Dia tak perlu menyelesaikan kalimatnya, senyum lebar pria di sampingnya sudah menjelaskan semuanya. 'Sial! berarti gue sengaja dikerjain waktu itu!' gerutunya, mengingat hari dimana dia terpaksa melakukan photoshoot dan menari untuk mencuri perhatian Devin. Siapa sangka bahwa pria itu tahu betul akan niatnya.
Jeni berbalik, menghindar dengan wajah malu, dia merasa seperti seorang idiot.

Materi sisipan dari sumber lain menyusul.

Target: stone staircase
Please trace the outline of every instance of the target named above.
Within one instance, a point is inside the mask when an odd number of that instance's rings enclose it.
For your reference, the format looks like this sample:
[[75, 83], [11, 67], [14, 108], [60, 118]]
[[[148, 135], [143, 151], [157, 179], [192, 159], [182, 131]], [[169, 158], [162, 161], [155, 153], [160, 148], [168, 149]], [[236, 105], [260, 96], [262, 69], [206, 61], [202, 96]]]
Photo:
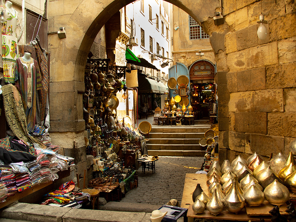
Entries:
[[203, 156], [199, 141], [210, 126], [152, 126], [147, 141], [148, 155], [169, 156]]

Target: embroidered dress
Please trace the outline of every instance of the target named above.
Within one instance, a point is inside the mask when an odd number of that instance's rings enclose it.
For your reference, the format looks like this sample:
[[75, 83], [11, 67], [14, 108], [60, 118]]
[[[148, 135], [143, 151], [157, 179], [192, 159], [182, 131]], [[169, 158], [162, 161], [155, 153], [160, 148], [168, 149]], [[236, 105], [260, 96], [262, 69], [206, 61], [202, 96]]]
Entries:
[[33, 133], [36, 123], [36, 92], [42, 88], [37, 61], [32, 58], [29, 62], [18, 58], [15, 72], [15, 85], [22, 96], [28, 130]]

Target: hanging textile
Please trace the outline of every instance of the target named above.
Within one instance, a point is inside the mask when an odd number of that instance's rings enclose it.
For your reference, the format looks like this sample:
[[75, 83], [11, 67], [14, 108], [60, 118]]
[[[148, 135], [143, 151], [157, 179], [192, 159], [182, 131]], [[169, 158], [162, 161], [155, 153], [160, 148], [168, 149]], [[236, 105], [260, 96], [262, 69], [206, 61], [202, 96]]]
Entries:
[[36, 49], [37, 61], [42, 83], [42, 89], [39, 92], [39, 105], [40, 108], [41, 125], [43, 126], [46, 115], [49, 112], [48, 106], [46, 105], [47, 103], [48, 104], [47, 93], [49, 83], [47, 61], [40, 46], [39, 37], [38, 35], [35, 38], [35, 40], [32, 42], [32, 44]]
[[12, 84], [3, 86], [1, 89], [5, 116], [13, 133], [27, 143], [38, 143], [41, 148], [45, 148], [41, 141], [32, 137], [28, 132], [26, 115], [17, 89]]
[[28, 130], [33, 133], [36, 123], [36, 91], [42, 89], [39, 69], [37, 61], [32, 58], [29, 62], [18, 58], [16, 63], [15, 86], [22, 96]]

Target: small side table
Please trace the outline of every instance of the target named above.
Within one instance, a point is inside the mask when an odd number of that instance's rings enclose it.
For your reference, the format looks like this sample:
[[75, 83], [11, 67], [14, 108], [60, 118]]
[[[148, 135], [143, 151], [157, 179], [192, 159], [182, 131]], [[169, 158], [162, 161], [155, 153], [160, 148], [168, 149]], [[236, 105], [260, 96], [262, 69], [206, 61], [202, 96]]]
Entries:
[[188, 222], [187, 211], [188, 209], [178, 207], [174, 207], [169, 205], [163, 205], [158, 209], [163, 213], [168, 211], [162, 221], [168, 222], [177, 222], [177, 220], [181, 217], [183, 217], [184, 222]]

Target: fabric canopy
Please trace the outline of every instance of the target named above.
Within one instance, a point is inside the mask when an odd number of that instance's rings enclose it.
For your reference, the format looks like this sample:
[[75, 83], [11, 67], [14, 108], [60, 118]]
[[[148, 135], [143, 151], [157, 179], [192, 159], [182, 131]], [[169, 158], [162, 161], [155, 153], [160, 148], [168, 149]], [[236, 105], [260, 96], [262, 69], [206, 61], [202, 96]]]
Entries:
[[133, 53], [133, 52], [128, 48], [127, 48], [126, 50], [126, 59], [127, 60], [128, 59], [132, 60], [138, 62], [141, 62], [138, 57], [136, 56], [135, 54]]
[[137, 61], [135, 61], [131, 59], [129, 59], [127, 57], [126, 57], [126, 59], [128, 63], [133, 64], [134, 65], [138, 65], [139, 66], [142, 66], [143, 67], [150, 68], [151, 69], [155, 69], [156, 70], [157, 70], [157, 71], [159, 71], [159, 70], [156, 68], [155, 66], [152, 65], [147, 60], [146, 60], [142, 58], [139, 58], [139, 57], [137, 57], [137, 58], [140, 60], [139, 62]]
[[163, 83], [157, 81], [146, 78], [143, 76], [138, 76], [139, 86], [138, 93], [139, 93], [165, 94], [167, 87]]

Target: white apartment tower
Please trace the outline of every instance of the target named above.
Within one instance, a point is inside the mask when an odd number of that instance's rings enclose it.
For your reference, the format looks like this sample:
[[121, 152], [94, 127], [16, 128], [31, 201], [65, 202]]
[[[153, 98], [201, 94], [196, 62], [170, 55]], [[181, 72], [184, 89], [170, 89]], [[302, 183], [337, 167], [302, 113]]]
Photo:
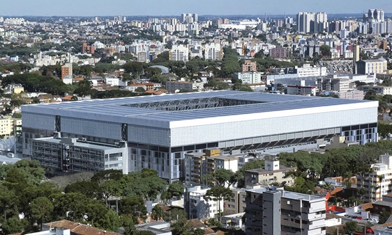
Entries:
[[223, 57], [223, 50], [218, 44], [211, 43], [204, 47], [204, 59], [211, 60], [220, 60]]
[[189, 49], [183, 45], [174, 45], [169, 52], [169, 59], [174, 61], [189, 60]]

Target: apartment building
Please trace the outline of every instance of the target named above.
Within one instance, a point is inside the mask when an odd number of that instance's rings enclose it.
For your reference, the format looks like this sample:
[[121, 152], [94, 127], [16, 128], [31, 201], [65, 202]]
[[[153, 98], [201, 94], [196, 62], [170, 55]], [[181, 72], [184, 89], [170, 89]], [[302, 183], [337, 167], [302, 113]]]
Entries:
[[262, 73], [259, 72], [235, 72], [234, 79], [240, 79], [243, 83], [259, 83], [262, 82]]
[[245, 184], [254, 186], [256, 184], [269, 185], [272, 183], [282, 184], [285, 181], [289, 186], [294, 184], [294, 179], [285, 179], [287, 171], [296, 170], [296, 167], [280, 165], [279, 161], [266, 160], [264, 168], [246, 170], [244, 174]]
[[387, 61], [381, 57], [375, 60], [361, 60], [356, 62], [356, 74], [384, 74], [387, 71]]
[[287, 49], [285, 47], [271, 48], [269, 50], [269, 56], [272, 58], [287, 58], [289, 56]]
[[326, 76], [326, 67], [310, 66], [310, 64], [304, 64], [302, 67], [295, 66], [294, 71], [299, 77]]
[[377, 95], [392, 95], [392, 86], [365, 85], [359, 86], [358, 90], [363, 90], [365, 93], [372, 90]]
[[174, 61], [189, 60], [189, 49], [183, 45], [173, 45], [170, 51], [169, 51], [169, 60]]
[[320, 91], [336, 90], [347, 92], [349, 90], [348, 78], [324, 77], [317, 79], [317, 88]]
[[187, 81], [167, 81], [166, 90], [170, 93], [174, 93], [176, 90], [187, 90], [188, 91], [193, 91], [195, 90], [201, 90], [204, 87], [202, 83], [191, 83]]
[[247, 234], [326, 234], [324, 197], [264, 188], [246, 193]]
[[318, 89], [315, 86], [287, 86], [287, 95], [316, 96]]
[[363, 99], [363, 90], [349, 90], [345, 92], [339, 92], [339, 98], [340, 99]]
[[204, 47], [204, 59], [206, 60], [221, 60], [223, 58], [223, 49], [218, 44], [207, 44]]
[[242, 65], [242, 72], [256, 71], [257, 71], [257, 63], [256, 62], [252, 62], [249, 60], [246, 60]]
[[206, 149], [205, 153], [185, 154], [186, 184], [198, 183], [215, 185], [215, 182], [202, 182], [202, 176], [218, 169], [239, 169], [239, 159], [234, 156], [222, 156], [219, 149]]
[[20, 125], [22, 125], [22, 119], [2, 116], [0, 118], [0, 136], [11, 135], [14, 131], [14, 127]]
[[223, 210], [223, 200], [204, 200], [204, 196], [209, 188], [209, 187], [198, 186], [186, 189], [184, 206], [190, 219], [215, 218], [219, 213], [220, 205], [220, 210]]
[[363, 188], [366, 191], [363, 195], [365, 202], [381, 200], [382, 195], [392, 193], [392, 155], [380, 155], [379, 163], [372, 164], [370, 167], [372, 171], [370, 173], [357, 175], [356, 188]]

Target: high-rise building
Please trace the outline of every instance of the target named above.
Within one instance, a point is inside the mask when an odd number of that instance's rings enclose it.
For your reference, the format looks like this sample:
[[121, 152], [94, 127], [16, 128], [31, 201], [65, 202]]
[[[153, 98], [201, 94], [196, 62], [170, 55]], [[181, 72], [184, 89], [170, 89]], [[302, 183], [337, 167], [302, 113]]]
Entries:
[[199, 15], [197, 15], [197, 14], [195, 13], [192, 15], [193, 17], [193, 21], [197, 22], [199, 21]]
[[183, 45], [174, 45], [169, 52], [169, 59], [174, 61], [186, 62], [189, 59], [189, 49]]
[[373, 19], [381, 22], [384, 22], [384, 10], [381, 9], [369, 9], [368, 11], [368, 21]]
[[223, 57], [223, 50], [220, 44], [211, 43], [204, 47], [204, 59], [211, 60], [220, 60]]
[[328, 29], [328, 15], [326, 13], [299, 13], [296, 24], [299, 33], [323, 32]]

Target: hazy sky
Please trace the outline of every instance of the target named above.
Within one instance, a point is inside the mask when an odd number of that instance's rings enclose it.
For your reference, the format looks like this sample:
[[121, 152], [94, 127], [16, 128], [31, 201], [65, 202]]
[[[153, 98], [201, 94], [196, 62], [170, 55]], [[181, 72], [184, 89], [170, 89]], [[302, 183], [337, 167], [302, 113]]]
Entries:
[[392, 0], [0, 0], [0, 15], [294, 15], [299, 11], [392, 13]]

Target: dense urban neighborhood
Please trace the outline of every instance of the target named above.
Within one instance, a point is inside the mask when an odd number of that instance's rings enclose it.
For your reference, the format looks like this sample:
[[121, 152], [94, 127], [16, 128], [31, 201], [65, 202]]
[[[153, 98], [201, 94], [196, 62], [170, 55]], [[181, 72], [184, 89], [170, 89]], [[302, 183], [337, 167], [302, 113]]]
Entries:
[[0, 16], [0, 233], [392, 234], [389, 11]]

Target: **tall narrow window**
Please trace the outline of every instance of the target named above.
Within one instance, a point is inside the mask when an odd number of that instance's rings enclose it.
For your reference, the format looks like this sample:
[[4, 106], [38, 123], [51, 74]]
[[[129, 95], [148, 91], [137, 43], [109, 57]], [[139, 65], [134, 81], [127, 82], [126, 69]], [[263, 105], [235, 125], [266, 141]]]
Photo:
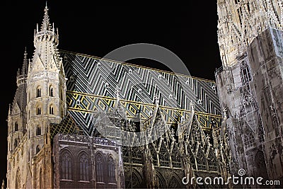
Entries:
[[15, 131], [18, 131], [18, 122], [15, 122]]
[[37, 154], [38, 152], [40, 152], [40, 145], [37, 145], [37, 146], [36, 147], [36, 154]]
[[40, 171], [40, 188], [43, 188], [42, 169], [41, 168]]
[[37, 87], [36, 90], [36, 97], [40, 97], [41, 96], [41, 88], [40, 87]]
[[62, 156], [61, 178], [71, 180], [71, 159], [68, 152], [64, 152]]
[[112, 156], [108, 158], [108, 183], [116, 183], [114, 159]]
[[36, 115], [41, 115], [41, 108], [40, 107], [37, 107]]
[[52, 87], [52, 86], [50, 86], [49, 87], [49, 96], [54, 96], [54, 94], [53, 94], [53, 87]]
[[79, 158], [80, 164], [80, 180], [88, 181], [88, 162], [86, 154], [82, 154]]
[[37, 126], [37, 127], [36, 128], [36, 135], [41, 135], [41, 127], [40, 126]]
[[96, 159], [96, 181], [103, 182], [103, 159], [100, 154], [98, 154]]
[[243, 85], [248, 84], [252, 80], [252, 76], [248, 62], [246, 61], [243, 61], [241, 63], [240, 68], [242, 84]]
[[54, 115], [54, 108], [52, 105], [49, 107], [49, 114]]

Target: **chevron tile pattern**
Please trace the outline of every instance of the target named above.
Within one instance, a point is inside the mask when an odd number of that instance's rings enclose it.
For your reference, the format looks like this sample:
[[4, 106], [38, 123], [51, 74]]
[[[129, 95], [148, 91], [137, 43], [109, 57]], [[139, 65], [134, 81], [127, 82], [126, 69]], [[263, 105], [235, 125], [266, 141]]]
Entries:
[[168, 124], [175, 123], [177, 118], [189, 118], [191, 101], [204, 128], [210, 128], [212, 120], [220, 123], [220, 105], [212, 81], [74, 52], [60, 53], [68, 78], [69, 113], [89, 135], [96, 121], [93, 113], [114, 107], [117, 88], [129, 118], [138, 111], [142, 120], [149, 118], [157, 94]]

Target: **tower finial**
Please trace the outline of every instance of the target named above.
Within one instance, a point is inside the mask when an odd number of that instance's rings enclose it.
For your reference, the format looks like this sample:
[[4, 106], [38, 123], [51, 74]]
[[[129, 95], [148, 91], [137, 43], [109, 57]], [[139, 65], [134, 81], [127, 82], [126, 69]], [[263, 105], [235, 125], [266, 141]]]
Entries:
[[43, 16], [42, 24], [41, 25], [40, 31], [47, 31], [49, 30], [51, 28], [49, 23], [49, 16], [48, 16], [48, 8], [47, 8], [47, 1], [46, 1], [46, 6], [45, 8], [45, 14]]
[[28, 52], [26, 51], [26, 47], [25, 47], [25, 52], [23, 53], [23, 62], [22, 68], [22, 75], [28, 74]]

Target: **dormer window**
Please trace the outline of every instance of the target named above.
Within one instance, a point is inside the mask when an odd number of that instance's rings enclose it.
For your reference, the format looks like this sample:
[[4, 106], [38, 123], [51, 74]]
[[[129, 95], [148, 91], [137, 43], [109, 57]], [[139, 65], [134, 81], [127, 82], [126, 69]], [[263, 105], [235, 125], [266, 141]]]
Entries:
[[37, 87], [36, 89], [36, 97], [40, 97], [41, 96], [41, 88], [40, 86]]
[[15, 131], [18, 131], [18, 122], [15, 122]]
[[49, 96], [54, 96], [53, 87], [52, 86], [49, 87]]

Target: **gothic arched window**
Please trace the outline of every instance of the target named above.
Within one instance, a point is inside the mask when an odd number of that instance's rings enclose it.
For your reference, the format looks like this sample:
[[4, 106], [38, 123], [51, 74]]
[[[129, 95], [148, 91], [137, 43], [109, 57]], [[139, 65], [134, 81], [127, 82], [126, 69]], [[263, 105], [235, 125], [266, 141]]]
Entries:
[[88, 160], [86, 154], [83, 154], [79, 157], [80, 181], [88, 181]]
[[115, 179], [115, 163], [114, 159], [112, 156], [110, 156], [108, 159], [108, 183], [116, 183]]
[[36, 135], [37, 136], [41, 135], [41, 127], [40, 126], [37, 126], [37, 127], [36, 128]]
[[36, 110], [36, 115], [41, 115], [41, 108], [40, 107], [37, 107], [37, 108]]
[[54, 93], [53, 93], [53, 86], [50, 86], [49, 87], [49, 96], [54, 96]]
[[54, 115], [54, 108], [52, 105], [49, 107], [49, 114]]
[[18, 122], [15, 122], [15, 131], [18, 131]]
[[103, 182], [103, 158], [100, 154], [96, 156], [96, 181], [98, 182]]
[[36, 89], [36, 97], [40, 97], [41, 96], [41, 88], [40, 86], [38, 86]]
[[43, 188], [42, 169], [41, 168], [40, 171], [40, 188]]
[[40, 145], [37, 145], [37, 146], [36, 147], [36, 154], [37, 154], [38, 152], [40, 152]]
[[71, 159], [68, 152], [61, 156], [61, 178], [71, 180]]

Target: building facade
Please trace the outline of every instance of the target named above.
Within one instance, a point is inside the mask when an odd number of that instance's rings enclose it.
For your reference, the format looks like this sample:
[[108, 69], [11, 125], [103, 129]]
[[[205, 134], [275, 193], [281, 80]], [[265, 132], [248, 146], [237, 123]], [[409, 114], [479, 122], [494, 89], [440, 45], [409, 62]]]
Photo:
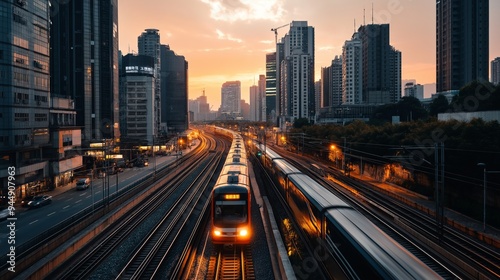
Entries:
[[[64, 3], [64, 4], [61, 4]], [[118, 1], [59, 1], [52, 16], [56, 92], [75, 100], [82, 144], [119, 139]]]
[[389, 24], [358, 29], [363, 57], [364, 104], [396, 103], [401, 98], [401, 52], [389, 44]]
[[14, 167], [16, 196], [23, 197], [50, 186], [50, 7], [1, 1], [0, 10], [0, 194], [7, 197]]
[[413, 96], [420, 101], [424, 100], [424, 86], [409, 82], [405, 84], [404, 96]]
[[436, 91], [488, 80], [489, 0], [436, 1]]
[[[153, 145], [155, 59], [147, 55], [127, 54], [120, 71], [120, 129], [123, 142]], [[144, 141], [145, 140], [145, 141]]]
[[237, 117], [241, 113], [241, 82], [228, 81], [221, 87], [221, 113]]
[[307, 21], [293, 21], [282, 42], [283, 60], [277, 72], [279, 115], [291, 122], [299, 118], [314, 122], [314, 28]]
[[168, 45], [161, 45], [161, 131], [180, 133], [189, 128], [188, 62]]
[[500, 57], [491, 61], [491, 83], [500, 85]]
[[154, 58], [155, 96], [154, 108], [155, 123], [153, 124], [153, 134], [158, 135], [160, 131], [161, 119], [161, 52], [160, 33], [158, 29], [146, 29], [137, 39], [139, 55], [148, 55]]
[[363, 101], [363, 49], [359, 33], [342, 47], [342, 102], [361, 104]]

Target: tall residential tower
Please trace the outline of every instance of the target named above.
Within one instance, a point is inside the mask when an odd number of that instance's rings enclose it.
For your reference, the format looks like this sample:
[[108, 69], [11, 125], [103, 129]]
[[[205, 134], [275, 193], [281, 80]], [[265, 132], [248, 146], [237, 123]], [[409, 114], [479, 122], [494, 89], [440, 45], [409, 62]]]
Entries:
[[488, 80], [489, 0], [436, 0], [436, 91]]

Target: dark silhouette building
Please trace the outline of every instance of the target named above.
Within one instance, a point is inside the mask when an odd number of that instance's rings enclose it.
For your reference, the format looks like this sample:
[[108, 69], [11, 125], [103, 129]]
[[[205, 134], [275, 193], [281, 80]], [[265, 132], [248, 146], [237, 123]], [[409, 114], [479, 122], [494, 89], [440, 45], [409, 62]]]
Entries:
[[59, 1], [51, 17], [51, 83], [75, 101], [82, 144], [118, 139], [118, 1]]
[[189, 127], [188, 62], [168, 45], [161, 45], [161, 126], [167, 133], [182, 132]]
[[436, 91], [488, 80], [489, 0], [436, 1]]

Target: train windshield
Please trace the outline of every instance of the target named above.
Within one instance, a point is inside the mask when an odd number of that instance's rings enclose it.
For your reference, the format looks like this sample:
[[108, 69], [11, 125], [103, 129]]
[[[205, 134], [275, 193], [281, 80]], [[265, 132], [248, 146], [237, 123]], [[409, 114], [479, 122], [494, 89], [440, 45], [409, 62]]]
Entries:
[[247, 203], [244, 200], [217, 200], [214, 209], [214, 222], [225, 225], [245, 223], [247, 210]]

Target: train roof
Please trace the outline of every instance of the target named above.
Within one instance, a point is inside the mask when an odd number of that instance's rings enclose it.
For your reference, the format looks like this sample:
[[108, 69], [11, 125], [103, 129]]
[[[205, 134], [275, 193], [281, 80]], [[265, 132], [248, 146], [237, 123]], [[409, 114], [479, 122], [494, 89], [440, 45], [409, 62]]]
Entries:
[[250, 188], [246, 185], [221, 184], [215, 185], [213, 188], [214, 194], [220, 193], [248, 193]]
[[281, 158], [275, 159], [275, 160], [273, 160], [273, 164], [274, 164], [275, 168], [278, 168], [279, 170], [281, 170], [282, 173], [287, 174], [287, 175], [293, 174], [293, 173], [301, 173], [301, 171], [297, 167], [293, 166], [291, 163], [289, 163], [285, 159], [281, 159]]
[[248, 167], [246, 165], [224, 165], [221, 171], [221, 175], [230, 173], [248, 175]]
[[305, 174], [291, 174], [288, 178], [301, 189], [304, 195], [319, 211], [337, 207], [351, 208], [349, 204]]
[[215, 185], [233, 184], [248, 186], [248, 176], [245, 174], [221, 174]]
[[330, 209], [326, 218], [348, 235], [361, 254], [372, 259], [384, 278], [439, 279], [430, 269], [399, 243], [385, 234], [365, 216], [353, 209]]

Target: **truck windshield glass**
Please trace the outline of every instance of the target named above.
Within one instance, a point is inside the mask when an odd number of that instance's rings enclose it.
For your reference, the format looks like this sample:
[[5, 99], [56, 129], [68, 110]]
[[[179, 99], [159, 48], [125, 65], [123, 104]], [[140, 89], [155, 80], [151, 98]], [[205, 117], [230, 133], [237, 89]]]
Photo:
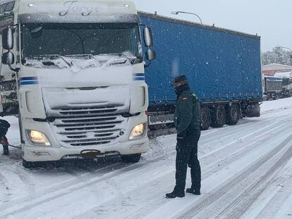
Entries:
[[136, 23], [23, 24], [21, 33], [24, 60], [51, 55], [120, 54], [142, 62]]

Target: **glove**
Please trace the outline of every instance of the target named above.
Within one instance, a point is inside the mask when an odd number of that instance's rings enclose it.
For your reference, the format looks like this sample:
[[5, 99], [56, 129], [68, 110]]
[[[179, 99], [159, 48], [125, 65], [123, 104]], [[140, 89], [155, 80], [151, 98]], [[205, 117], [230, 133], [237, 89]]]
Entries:
[[8, 146], [9, 145], [9, 142], [8, 142], [7, 139], [5, 137], [0, 142], [0, 144], [1, 144], [3, 146]]

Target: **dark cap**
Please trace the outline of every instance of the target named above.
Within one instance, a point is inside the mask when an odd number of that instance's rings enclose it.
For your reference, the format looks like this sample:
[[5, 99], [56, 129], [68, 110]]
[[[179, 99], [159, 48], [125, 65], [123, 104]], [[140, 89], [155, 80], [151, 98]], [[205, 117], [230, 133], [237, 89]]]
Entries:
[[185, 84], [188, 84], [188, 78], [185, 75], [178, 75], [176, 77], [174, 77], [174, 84], [178, 83], [178, 82], [185, 82]]

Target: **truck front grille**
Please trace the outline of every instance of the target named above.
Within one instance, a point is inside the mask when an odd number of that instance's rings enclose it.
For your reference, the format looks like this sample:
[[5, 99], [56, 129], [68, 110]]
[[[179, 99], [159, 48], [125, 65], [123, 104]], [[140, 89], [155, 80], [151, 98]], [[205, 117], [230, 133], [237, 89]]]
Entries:
[[126, 118], [112, 114], [116, 108], [74, 108], [60, 111], [66, 117], [56, 118], [51, 128], [63, 146], [85, 146], [118, 141]]

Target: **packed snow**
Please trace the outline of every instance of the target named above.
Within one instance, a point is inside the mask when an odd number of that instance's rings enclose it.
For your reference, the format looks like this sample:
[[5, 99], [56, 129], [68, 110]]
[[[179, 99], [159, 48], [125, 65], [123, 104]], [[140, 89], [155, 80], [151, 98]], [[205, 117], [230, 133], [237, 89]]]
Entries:
[[[260, 118], [202, 132], [201, 196], [164, 198], [174, 186], [175, 134], [151, 139], [132, 165], [118, 158], [27, 170], [11, 149], [0, 155], [0, 218], [291, 218], [292, 98], [261, 108]], [[5, 119], [19, 145], [17, 118]]]

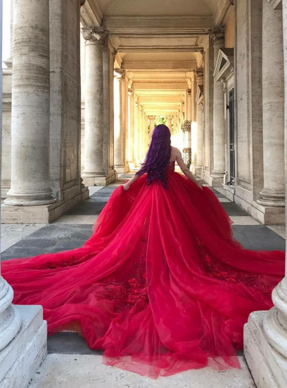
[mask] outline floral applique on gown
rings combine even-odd
[[[285,253],[243,249],[212,191],[167,169],[115,190],[83,247],[1,263],[48,333],[76,329],[105,363],[156,378],[240,367],[249,314],[272,306]]]

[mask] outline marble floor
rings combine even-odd
[[[131,177],[119,176],[105,187],[90,188],[90,197],[52,224],[2,225],[1,259],[54,253],[81,246],[89,237],[97,217],[113,190]],[[259,224],[236,204],[226,198],[219,188],[210,188],[233,221],[234,237],[246,248],[285,250],[285,227]],[[174,376],[151,380],[101,364],[101,352],[90,349],[76,333],[61,332],[48,338],[48,356],[33,379],[32,388],[81,387],[102,388],[126,387],[192,387],[199,388],[253,387],[242,354],[242,368],[217,372],[208,368],[190,371]]]

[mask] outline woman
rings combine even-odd
[[[4,262],[2,274],[14,303],[43,306],[49,334],[77,330],[106,364],[155,378],[239,368],[243,324],[271,307],[285,254],[243,249],[231,224],[159,125],[82,247]]]

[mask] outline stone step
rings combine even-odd
[[[50,354],[29,388],[255,388],[243,357],[239,359],[240,369],[204,368],[152,380],[104,365],[100,355]]]
[[[47,355],[47,323],[39,306],[17,306],[20,329],[0,352],[0,388],[28,386]]]

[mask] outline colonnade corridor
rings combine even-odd
[[[3,6],[1,261],[82,246],[160,124],[243,247],[286,251],[287,0]],[[42,307],[13,298],[0,275],[0,388],[287,387],[287,275],[245,325],[240,369],[159,380],[76,331],[47,338]]]

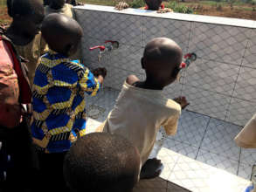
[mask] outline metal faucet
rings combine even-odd
[[[98,55],[98,61],[100,62],[101,57],[103,53],[111,51],[112,50],[117,49],[119,47],[119,43],[118,41],[111,41],[107,40],[104,42],[104,45],[97,45],[93,47],[90,47],[90,51],[93,51],[94,49],[100,49],[100,52]]]

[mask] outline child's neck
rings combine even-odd
[[[163,86],[156,84],[156,81],[147,79],[145,81],[137,81],[134,84],[135,86],[142,89],[163,90]]]

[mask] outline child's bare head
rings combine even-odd
[[[122,136],[93,133],[80,138],[64,161],[72,191],[130,192],[138,182],[139,152]]]
[[[63,14],[52,13],[44,19],[42,36],[50,49],[70,56],[76,52],[83,31],[74,19]]]
[[[63,8],[65,3],[66,3],[66,0],[51,0],[49,5],[53,10],[59,10]]]
[[[7,8],[12,26],[22,36],[32,39],[39,32],[45,17],[40,0],[7,0]]]
[[[157,38],[149,42],[142,58],[147,79],[163,88],[176,79],[182,62],[182,49],[173,40]]]

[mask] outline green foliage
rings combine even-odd
[[[187,14],[192,14],[194,12],[194,10],[191,7],[187,7],[185,5],[179,4],[176,1],[170,2],[167,6],[172,9],[174,12]]]
[[[145,2],[143,0],[134,0],[129,2],[128,4],[132,8],[140,8],[145,6]]]

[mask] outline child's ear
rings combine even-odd
[[[142,68],[145,69],[145,65],[144,65],[144,58],[141,58],[141,64],[142,64]]]

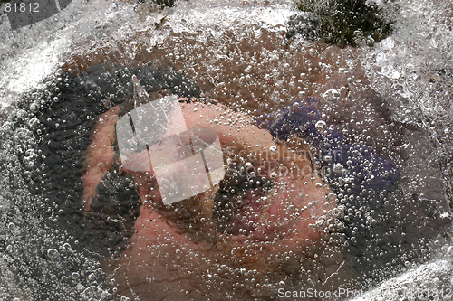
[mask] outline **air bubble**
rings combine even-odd
[[[319,131],[323,130],[323,129],[325,129],[325,127],[326,127],[325,121],[319,120],[318,122],[316,122],[316,125],[314,127]]]
[[[49,259],[56,259],[57,257],[60,256],[60,253],[55,249],[49,249],[47,250],[47,257]]]
[[[101,301],[104,300],[109,294],[98,287],[87,287],[82,294],[82,301]]]

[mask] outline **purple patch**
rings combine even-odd
[[[277,112],[262,115],[257,122],[277,139],[285,140],[291,135],[307,139],[319,150],[331,187],[337,193],[354,186],[352,183],[355,184],[352,187],[353,194],[364,198],[390,191],[401,175],[393,162],[374,154],[366,145],[347,143],[336,127],[317,128],[316,124],[323,120],[316,104],[313,98],[296,99]]]

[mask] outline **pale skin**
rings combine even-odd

Gue terkekeh melihat ekspresi malunya, sebelum bertanya. "Lagian ngapain sih lo ngelakuin ini semua?"
Mendengarnya, Jeni memiliki raut wajah yang kompleks, tak mungkin dia mengatakan bahwa itu karena Rama. Namun, kata-kata Devin selanjutnya membuat tubuhnya membeku.
"Itu karena Rama kan?"
Gue tak perlu mendapat konfirmasi langsung setelah melihat reaksinya. "Hah, lo kenapa sih mau ngikutin apa yang dia suruh?"
Jeni tak menjawab, hanya menatap ke kejauhan.
Melihat diamnya dia, gue lanjut berkata. "Gue nggak tahu apa hubungan lo sama dia, tapi mending lo jauhin dia, dia bukan orang baik."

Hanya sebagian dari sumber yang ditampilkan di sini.